Bringing Stability to Diffusion: Decomposing and Reducing Variance of Training Masked Diffusion Models
Mengni Jia, Mengyu Zhou, Yihao Liu, Xiaoxi Jiang, Guanjun Jiang
TL;DR
This work addresses the pronounced training variance of masked diffusion models (MDMs) by deriving the first systematic variance decomposition for MDM training, isolating three sources: masking pattern noise (A), masking rate noise (B), and data noise (C), with autoregressive models (ARMs) affected only by C. Building on this, the authors propose six variance-reduction techniques, centering on two core methods: P-POTS, which uses a Pareto-optimal nonuniform sampling for the masking rate t with an unbiased estimator that minimizes A+B+C, and MIRROR, which introduces negatively correlated masked samples to reduce A; they also introduce ISAD, SyRM, StraTS, and EMA as complementary strategies. Empirical results across text and image tasks show 7–8% accuracy gains on complex reasoning benchmarks and substantial reductions in run-to-run variability, narrowing the training gap with strong ARM baselines. The combination of theoretical variance control and robust empirical improvements demonstrates that stabilized, data-efficient MDM training is achievable, enabling MDMs to approach or surpass ARM performance in several settings. Overall, the paper provides a principled framework and practical toolkit for variance management in masked diffusion models, with broad implications for scalable, stable diffusion-based learning.
Abstract
Masked diffusion models (MDMs) are a promising alternative to autoregressive models (ARMs), but they suffer from inherently much higher training variance.
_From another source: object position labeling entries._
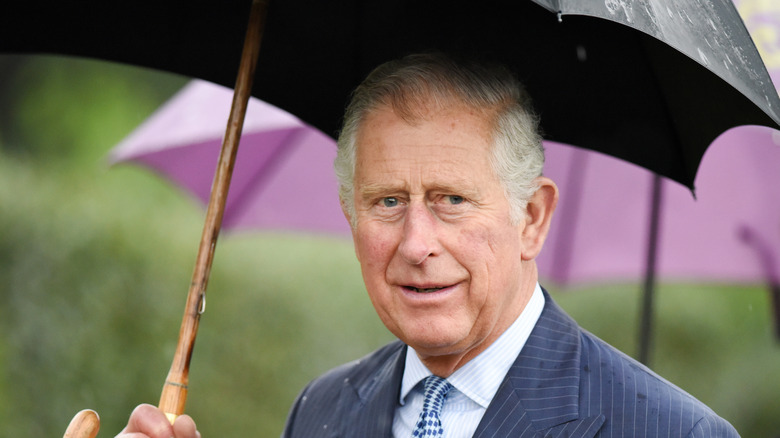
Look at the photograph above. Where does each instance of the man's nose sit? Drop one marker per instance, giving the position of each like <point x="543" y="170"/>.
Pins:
<point x="420" y="240"/>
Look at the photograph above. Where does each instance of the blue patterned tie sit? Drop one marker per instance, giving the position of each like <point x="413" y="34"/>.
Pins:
<point x="429" y="423"/>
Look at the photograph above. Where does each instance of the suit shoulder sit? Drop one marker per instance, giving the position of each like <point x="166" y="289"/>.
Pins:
<point x="355" y="371"/>
<point x="615" y="379"/>
<point x="329" y="400"/>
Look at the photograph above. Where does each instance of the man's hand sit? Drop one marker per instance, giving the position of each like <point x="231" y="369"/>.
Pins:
<point x="147" y="421"/>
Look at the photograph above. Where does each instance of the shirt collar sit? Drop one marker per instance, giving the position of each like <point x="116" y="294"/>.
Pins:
<point x="480" y="378"/>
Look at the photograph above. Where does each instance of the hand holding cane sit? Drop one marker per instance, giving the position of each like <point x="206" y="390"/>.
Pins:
<point x="174" y="393"/>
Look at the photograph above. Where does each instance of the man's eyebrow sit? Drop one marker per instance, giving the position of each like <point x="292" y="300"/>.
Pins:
<point x="374" y="190"/>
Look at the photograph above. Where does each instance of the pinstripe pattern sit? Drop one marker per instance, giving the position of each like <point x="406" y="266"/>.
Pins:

High variance leads to noisier gradient estimates and unstable optimization, so even equally strong pretrained MDMs and ARMs that are competitive at initialization often diverge after task-specific training, with MDMs falling far behind. There has been no theoretical explanation or systematic solution. We derive the first decomposition of MDM training variance into three sources: (A) masking pattern noise, (B) masking rate noise, and (C) data noise, while ARMs are only affected by (C). This explains the fundamental training gap. Building on this foundation, we design six variance-reduction methods, including two core methods: (1) P-POTS, a Pareto-optimal t sampler that minimizes training variance by sampling harder t values more often with appropriately smaller update steps, and (2) MIRROR, which uses negatively correlated samples to reduce (A). Experiments show that compared to standard MDM training, our methods improve accuracy by 7-8% on complex reasoning tasks, while simultaneously reducing run-to-run variability to near ARM levels, substantially narrowing the gap with strong ARM baselines; in most settings, even the best baseline runs remain below the worst run of our method.